Das Leben ist zu kostbar, um sich zu ärgern
BUCHBESPRECHUNG / KUMPF / GLÜCK IM ALTER
16/03/12 „Ja, meine Kinder sind auch schon in Pension, aber sie sind kränker als ich.“ - Es gibt Bücher, die passen vom Format her zwar in kein Regal, machen aber trotzdem glücklich. Manche von ihnen tragen das Glück sogar stolz vor sich her im Titel – sind aber meilenweit entfernt von aller Ratgeber-Banalität und faszinieren mit Unaufgeregtheit und Understatement.
Von Heidemarie Klabacher
„Nein, ich war niemals im Urlaub, ich will auch gar nicht. Mein Platz ist hier. Nur ein einziges Mal sind wir mit dem Seniorenclub nach Tirol gefahren. Dort habe ich mir dann an beiden Füßen einen Fersensporn geholt, seitdem ist mit dem damenhaften Schuhwerk schluss, stattdessen watschl ich mit dem Stock.“
Andreas Kumpf, studierter Psychologe und Unternehmensberater, war „Zu Besuch bei 21 glücklichen Menschen im Alter von 65 bis 95 Jahren“ – so der Untertitel des großformatigen Bildbandes „Glück im Alter“, mit dem der Verlag Anton Pustet einen wahren Glücksgriff getan hat.

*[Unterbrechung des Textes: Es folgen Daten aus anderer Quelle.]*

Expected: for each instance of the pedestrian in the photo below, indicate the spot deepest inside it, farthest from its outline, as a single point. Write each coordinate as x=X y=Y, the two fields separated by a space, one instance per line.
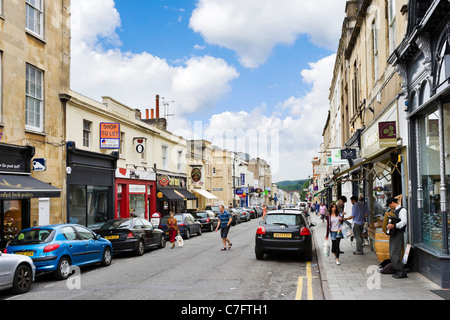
x=396 y=237
x=323 y=212
x=334 y=219
x=341 y=205
x=225 y=222
x=359 y=214
x=264 y=211
x=172 y=224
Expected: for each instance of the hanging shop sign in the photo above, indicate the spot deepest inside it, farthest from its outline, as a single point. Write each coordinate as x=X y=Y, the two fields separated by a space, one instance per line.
x=370 y=138
x=387 y=131
x=109 y=135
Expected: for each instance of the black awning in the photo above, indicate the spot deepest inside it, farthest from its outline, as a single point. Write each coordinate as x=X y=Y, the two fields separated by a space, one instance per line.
x=172 y=194
x=17 y=187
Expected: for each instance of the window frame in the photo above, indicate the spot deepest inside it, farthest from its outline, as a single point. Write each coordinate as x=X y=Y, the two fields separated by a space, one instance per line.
x=28 y=126
x=39 y=15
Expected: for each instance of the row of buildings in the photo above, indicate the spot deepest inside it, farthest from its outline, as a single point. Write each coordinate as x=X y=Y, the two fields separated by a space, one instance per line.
x=388 y=127
x=67 y=158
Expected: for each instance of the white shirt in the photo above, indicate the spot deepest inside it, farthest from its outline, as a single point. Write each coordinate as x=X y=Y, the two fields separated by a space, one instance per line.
x=403 y=216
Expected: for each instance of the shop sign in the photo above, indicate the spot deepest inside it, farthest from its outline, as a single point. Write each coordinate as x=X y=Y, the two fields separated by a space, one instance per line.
x=164 y=180
x=137 y=188
x=39 y=165
x=336 y=159
x=196 y=174
x=370 y=138
x=109 y=135
x=387 y=131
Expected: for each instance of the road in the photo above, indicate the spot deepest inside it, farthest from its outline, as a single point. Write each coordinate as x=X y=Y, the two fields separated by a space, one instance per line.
x=198 y=271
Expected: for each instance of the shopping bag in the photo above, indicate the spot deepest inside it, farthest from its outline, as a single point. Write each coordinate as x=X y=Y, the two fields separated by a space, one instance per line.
x=326 y=248
x=179 y=241
x=346 y=230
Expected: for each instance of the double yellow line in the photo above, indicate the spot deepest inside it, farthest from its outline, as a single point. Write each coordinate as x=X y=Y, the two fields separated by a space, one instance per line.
x=309 y=278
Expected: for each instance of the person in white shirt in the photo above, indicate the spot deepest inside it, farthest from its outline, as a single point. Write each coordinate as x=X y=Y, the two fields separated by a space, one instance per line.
x=396 y=237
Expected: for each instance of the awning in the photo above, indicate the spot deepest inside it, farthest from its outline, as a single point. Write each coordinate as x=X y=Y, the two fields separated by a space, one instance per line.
x=205 y=194
x=17 y=187
x=171 y=194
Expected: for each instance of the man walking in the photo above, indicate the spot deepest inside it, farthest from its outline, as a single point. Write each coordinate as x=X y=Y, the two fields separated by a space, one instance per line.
x=225 y=222
x=396 y=238
x=359 y=214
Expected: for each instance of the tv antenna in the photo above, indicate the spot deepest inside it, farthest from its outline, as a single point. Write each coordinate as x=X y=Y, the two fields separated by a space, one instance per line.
x=166 y=108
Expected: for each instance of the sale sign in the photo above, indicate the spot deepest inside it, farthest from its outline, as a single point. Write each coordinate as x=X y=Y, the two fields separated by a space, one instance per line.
x=109 y=135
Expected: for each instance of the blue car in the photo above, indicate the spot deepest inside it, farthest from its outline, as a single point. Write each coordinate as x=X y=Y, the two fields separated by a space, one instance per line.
x=55 y=248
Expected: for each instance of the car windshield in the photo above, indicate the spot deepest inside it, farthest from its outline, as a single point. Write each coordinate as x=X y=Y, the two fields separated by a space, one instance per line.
x=116 y=224
x=33 y=236
x=286 y=219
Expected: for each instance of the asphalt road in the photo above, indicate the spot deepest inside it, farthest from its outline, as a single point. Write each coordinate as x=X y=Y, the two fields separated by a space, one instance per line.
x=198 y=271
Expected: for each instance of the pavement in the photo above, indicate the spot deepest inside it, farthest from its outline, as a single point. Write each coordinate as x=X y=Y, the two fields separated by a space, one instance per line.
x=357 y=277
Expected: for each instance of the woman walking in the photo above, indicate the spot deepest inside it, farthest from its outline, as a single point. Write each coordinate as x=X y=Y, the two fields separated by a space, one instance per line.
x=334 y=219
x=172 y=224
x=323 y=212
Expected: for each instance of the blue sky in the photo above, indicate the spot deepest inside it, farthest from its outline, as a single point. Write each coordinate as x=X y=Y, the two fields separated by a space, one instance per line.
x=261 y=64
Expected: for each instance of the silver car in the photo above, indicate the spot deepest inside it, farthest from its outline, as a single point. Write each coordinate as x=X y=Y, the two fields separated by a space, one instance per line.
x=16 y=272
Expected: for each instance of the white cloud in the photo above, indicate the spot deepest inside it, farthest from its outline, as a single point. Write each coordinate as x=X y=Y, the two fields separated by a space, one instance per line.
x=289 y=142
x=135 y=78
x=252 y=28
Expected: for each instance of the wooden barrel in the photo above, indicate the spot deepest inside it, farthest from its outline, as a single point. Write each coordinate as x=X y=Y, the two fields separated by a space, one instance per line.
x=381 y=245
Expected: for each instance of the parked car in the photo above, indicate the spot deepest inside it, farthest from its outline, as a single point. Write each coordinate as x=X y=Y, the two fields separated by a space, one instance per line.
x=132 y=234
x=54 y=248
x=207 y=219
x=284 y=231
x=186 y=225
x=16 y=272
x=244 y=214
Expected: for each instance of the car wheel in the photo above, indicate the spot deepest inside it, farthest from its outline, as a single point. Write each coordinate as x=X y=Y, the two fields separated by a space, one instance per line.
x=23 y=278
x=141 y=248
x=162 y=243
x=63 y=270
x=107 y=257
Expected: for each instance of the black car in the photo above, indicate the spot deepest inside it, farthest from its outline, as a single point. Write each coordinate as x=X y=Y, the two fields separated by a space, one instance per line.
x=132 y=234
x=284 y=231
x=207 y=219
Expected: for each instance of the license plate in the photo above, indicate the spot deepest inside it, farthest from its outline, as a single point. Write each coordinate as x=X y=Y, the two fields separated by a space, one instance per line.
x=25 y=253
x=282 y=235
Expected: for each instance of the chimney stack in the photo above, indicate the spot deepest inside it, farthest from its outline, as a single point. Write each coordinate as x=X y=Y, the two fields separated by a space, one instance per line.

Die älteren und alten Menschen könnten von Herkommen, Aufwachsen und Lebensweg nicht unterschiedlicher sein. Reiche Leute mit großbürgerlichen Salons sind darunter und solche, für die das 35 Quadratmeter-Appartement im Pensionistenheim das Paradies ist. Ehepaare, für die das größte Glück das Miteinander ist, stehen dem Autor ebenso Rede und Antwort, wie Geschiedene oder Verwitwete.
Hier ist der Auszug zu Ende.